It's "immersion" rather than "intimacy"?

But I think the same thing happens with books, and I think most cases of third limited do not remove that sense of separation from characters that I also experience with third omniscient.  Sometimes I "blend" with the character—we are in agreement emotionally, intellectually, seeing the same things—but it's by no means a long-lasting experience and I'm soon outside that character again viewing the character as a separate individual.  

I suspect this is largely because I, FifthView, simply am not a female assassin or a male magician's apprentice with a mixed heritage of dragon, human, and elf.  I am not longing for my parents to still be alive (because, they already are) or for respite from the tortuous visions caused by a curse.  I can sympathize, hopefully, but cannot be them.

I also think this is because much third limited being written simply doesn't "do that"—develop strong intimacy of the sort where I _remain_ inside the character's POV for longer lengths of time.  I mean, the writers take for granted that whatever they put down on the page automatically does that because, well, "third limited."  This is probably why so much of it seems stale to me.  Not all of it, of course.  But there simply are waves and waves of it being churned out.

The same applies to third omni for me.  One can write the MRUs of third omni in such a way that the very same sort of intimacy occurs as occurs in the best third limited.

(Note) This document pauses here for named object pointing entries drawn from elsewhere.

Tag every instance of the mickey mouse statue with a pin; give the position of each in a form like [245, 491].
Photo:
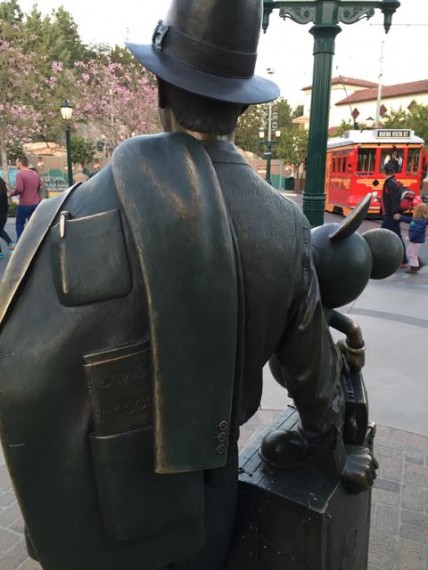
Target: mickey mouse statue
[345, 260]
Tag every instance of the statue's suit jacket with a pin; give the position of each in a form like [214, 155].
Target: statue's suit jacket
[46, 414]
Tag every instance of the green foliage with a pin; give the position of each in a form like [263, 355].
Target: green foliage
[14, 150]
[10, 12]
[343, 127]
[82, 150]
[249, 125]
[293, 146]
[255, 119]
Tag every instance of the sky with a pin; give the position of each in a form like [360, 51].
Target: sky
[362, 51]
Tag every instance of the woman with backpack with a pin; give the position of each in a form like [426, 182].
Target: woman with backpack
[391, 198]
[4, 207]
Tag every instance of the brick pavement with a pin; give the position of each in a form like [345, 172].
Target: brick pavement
[399, 526]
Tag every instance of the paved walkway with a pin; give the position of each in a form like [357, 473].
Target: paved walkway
[393, 315]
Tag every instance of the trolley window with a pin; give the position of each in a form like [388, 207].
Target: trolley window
[413, 159]
[391, 153]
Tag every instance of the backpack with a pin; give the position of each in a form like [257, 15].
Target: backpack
[406, 199]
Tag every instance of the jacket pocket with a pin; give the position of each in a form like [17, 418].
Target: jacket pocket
[136, 502]
[88, 259]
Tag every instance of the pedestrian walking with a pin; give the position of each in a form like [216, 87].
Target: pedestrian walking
[27, 188]
[4, 207]
[391, 197]
[417, 235]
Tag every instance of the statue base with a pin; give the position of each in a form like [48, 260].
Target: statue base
[299, 519]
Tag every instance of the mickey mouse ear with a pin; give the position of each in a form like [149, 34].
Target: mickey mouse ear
[387, 252]
[353, 221]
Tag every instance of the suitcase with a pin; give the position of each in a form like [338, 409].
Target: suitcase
[298, 519]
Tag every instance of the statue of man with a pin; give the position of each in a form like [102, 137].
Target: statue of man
[138, 312]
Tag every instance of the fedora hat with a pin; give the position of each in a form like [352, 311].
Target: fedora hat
[209, 47]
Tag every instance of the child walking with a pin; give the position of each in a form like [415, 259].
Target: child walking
[417, 232]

But I wonder if too often writers these days simply look at the two approaches as being fundamentally, diametrically opposed.  And so when 3rd omni is written, no special attention to building intimacy happens.   (Yet I must remember what I wrote in a different comment:  There are multiple types of _both_.)

The single typical difference might be in the fact that third limited tends to stick with one POV for a much longer time.  Anyone else have that experience with some multi-POV third limited books where you're reading, extremely "into it," and then comes a chapter from another character's POV and you groan because you know you'll have to wade through it?  That happened a lot to me with ASOIAF, but it's not alone.  Now imagine transitioning 2-3 times within a single chapter of omni.  But is the single-POV chapter of 3rd limited fully "intimate" all throughout?  See above.  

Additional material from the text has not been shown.